Yesterday the Weekly Standard offered up a quick compare-and-contrast of the coverage of President Reagan's passing, as provided by the NYT and WaPo. It's about what one would expect; but one note in passing caught my eye.

The picture of Reagan adorning the Times front-page is, to my eye at least, exactly the size of the front-page picture of Smarty Jones, the racehorse that lost the Belmont Stakes on Saturday. A story on Smarty Jones shares the top fold of the Times front-page with Reagan, incidentally, as do stories on the Abu Ghraib prison scandal and the competition over who will be Senator John Kerry's running mate. (In the Post, Reagan gets the top fold all to himself.)

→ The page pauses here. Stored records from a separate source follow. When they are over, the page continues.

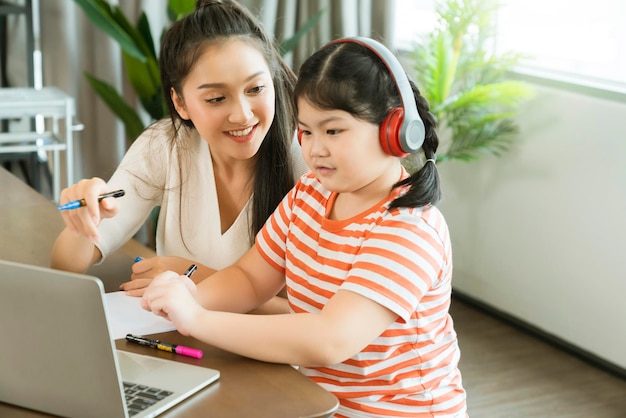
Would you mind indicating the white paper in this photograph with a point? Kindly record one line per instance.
(126, 316)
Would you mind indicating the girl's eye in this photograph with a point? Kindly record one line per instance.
(257, 89)
(215, 100)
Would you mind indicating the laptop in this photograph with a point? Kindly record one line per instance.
(58, 357)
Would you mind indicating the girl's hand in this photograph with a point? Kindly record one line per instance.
(173, 297)
(145, 270)
(84, 221)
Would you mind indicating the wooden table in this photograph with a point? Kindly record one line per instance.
(29, 224)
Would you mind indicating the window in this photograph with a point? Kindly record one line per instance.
(579, 42)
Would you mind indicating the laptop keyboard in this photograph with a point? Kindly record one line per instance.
(140, 397)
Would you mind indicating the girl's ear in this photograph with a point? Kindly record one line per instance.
(179, 104)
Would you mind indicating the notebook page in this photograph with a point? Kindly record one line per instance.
(126, 316)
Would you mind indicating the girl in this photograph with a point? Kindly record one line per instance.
(217, 169)
(362, 249)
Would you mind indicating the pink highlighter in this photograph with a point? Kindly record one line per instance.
(159, 345)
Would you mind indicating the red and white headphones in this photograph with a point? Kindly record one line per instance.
(402, 131)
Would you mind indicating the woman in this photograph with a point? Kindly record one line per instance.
(217, 168)
(363, 251)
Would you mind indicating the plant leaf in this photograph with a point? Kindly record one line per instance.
(112, 23)
(180, 8)
(290, 44)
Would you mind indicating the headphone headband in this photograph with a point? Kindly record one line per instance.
(410, 136)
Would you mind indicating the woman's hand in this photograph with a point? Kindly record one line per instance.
(173, 297)
(84, 221)
(145, 270)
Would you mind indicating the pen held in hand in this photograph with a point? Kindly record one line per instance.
(159, 345)
(192, 268)
(75, 204)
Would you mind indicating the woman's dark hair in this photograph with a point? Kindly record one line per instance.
(348, 76)
(212, 22)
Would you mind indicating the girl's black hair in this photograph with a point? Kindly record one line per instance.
(348, 76)
(212, 22)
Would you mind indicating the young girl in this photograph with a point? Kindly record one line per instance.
(217, 168)
(363, 251)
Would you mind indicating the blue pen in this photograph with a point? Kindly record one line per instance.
(75, 204)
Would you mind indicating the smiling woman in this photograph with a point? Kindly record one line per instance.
(217, 167)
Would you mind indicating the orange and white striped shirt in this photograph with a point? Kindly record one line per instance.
(401, 259)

Last week on O'Reilly's show (yes, he is an insufferable blowhard, but nonetheless is more tolerable than Larry King), a guest noted that the Times had to that point featured Abu Ghraib on the front page twenty-eight days running. I'm not in the habit of perusing the print edition, but it certainly appears that the editors are keeping the streak alive.

If you are unable to describe any new developments that might warrant such wall-to-wall coverage—well, you're not alone. And a look at what some of our enemies have been saying is rather instructive.

Quick trials for Saddam Hussein and others from his regime, although rejected by Washington, would have deterred some of the violence now shaking Iraq, Foreign Minister Hoshiyar Zebari said on Friday.

“We pleaded, really,” Zebari told Reuters. “We were frustrated that we were unable to do that.”

Iraqi leaders had argued that trying Saddam and officials like Ali Hassan Majid — known as “chemical Ali” for his leading role in chemical weapons attacks against the Kurds — “would have a major impact” on those carrying out attacks on the U.S.-led coalition, said Zebari, who is himself a Kurd.

Those staging the attacks were asking, “What can they do to you? They will arrest you and put you in a prison and feed you four times a day,” he said in an interview.

Oh, yeah: the Abu Ghraib photographs have just destroyed our credibility in the Arab world.